Choice of Brotli vs Alternatives (zstd, gzip, xz, lzma2)
- Many argue zstd would be a better fit for a read-mostly format: similar or slightly worse compression than Brotli, but much faster decompression.
- Benchmarks in the thread show:
- Brotli typically compresses PDFs a bit better (≈1–4% smaller) than zstd at their highest levels.
- zstd decompresses substantially faster; gzip is fastest but with worse ratios; xz/lzma2 compress well but decompress very slowly.
- Some commenters claim zstd is “Pareto better,” others correct this as untrue at maximum-compression settings.
- A few see Brotli’s Google origin as a soft political factor; others dismiss conspiracy framing and note both Brotli and zstd are now widely available.
Custom Dictionaries and Long-Term Design
- Question raised: why use Brotli’s built‑in web‑corpus dictionary (with 2015 HTML/swear-word biases) for PDFs at all?
- Concerns:
- Symbol statistics in PDFs differ from web pages.
- Baking that dictionary into a long‑lived archival format ties future readers to a dated corpus.
- PDF Association is reportedly still experimenting with custom dictionaries; one commenter expects only modest extra gains (~1%) except in very small or per-page-restarted streams.
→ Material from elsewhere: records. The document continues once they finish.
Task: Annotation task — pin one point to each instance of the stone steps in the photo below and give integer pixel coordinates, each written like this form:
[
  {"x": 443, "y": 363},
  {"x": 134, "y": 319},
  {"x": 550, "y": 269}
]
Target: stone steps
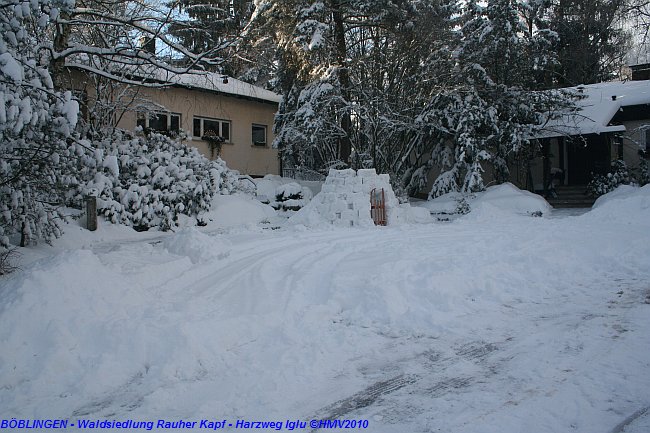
[{"x": 574, "y": 196}]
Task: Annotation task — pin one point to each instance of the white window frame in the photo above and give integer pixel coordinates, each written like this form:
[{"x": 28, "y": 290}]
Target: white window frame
[
  {"x": 147, "y": 117},
  {"x": 266, "y": 137},
  {"x": 202, "y": 128}
]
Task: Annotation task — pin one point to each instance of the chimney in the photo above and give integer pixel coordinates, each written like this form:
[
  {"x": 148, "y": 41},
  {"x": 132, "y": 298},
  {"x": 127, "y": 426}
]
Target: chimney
[{"x": 148, "y": 44}]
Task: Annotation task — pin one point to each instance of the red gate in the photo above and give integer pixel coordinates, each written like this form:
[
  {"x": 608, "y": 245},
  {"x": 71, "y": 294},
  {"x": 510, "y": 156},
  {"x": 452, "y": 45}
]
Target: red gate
[{"x": 378, "y": 207}]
Backward Compatibility and Deployment Risk
- Strong criticism that this is a breaking change: older readers supporting only Deflate cannot open Brotli-compressed PDFs.
- This is seen as contradicting the PDF Association’s stated principle that new features must “work seamlessly with existing readers.”
- Some note that many devices and embedded viewers cannot be updated, eroding one of PDF’s core strengths (reliable universal readability).
- Several argue that saving ~20% file size is not worth years of fragmented compatibility and that tools should wait until Brotli support is ubiquitous in major renderers.
Compression-in-Format vs Transport/Filesystem
- Some question the point of embedding a general-purpose compressor when:
- Filesystems can already compress (often with zstd/lz4).
- HTTP can already apply Brotli/zstd via
Content-Encoding.
- Others reply that in-PDF filters allow:
- Different methods per stream (e.g., JPEG for images, Brotli for text).
- Page-level access without decompressing the entire file.
Broader Reflections on PDF Evolution
- Several see this as another instance of PDF accreting complexity (like XFA, JavaScript), undermining the “always opens the same” promise.
- Others note that PDF has always evolved via versioned, sometimes breaking changes, albeit slowly and conservatively.
- Some would prefer more impactful “breaking” additions, such as native JPEG XL image support, since images often dominate PDF size.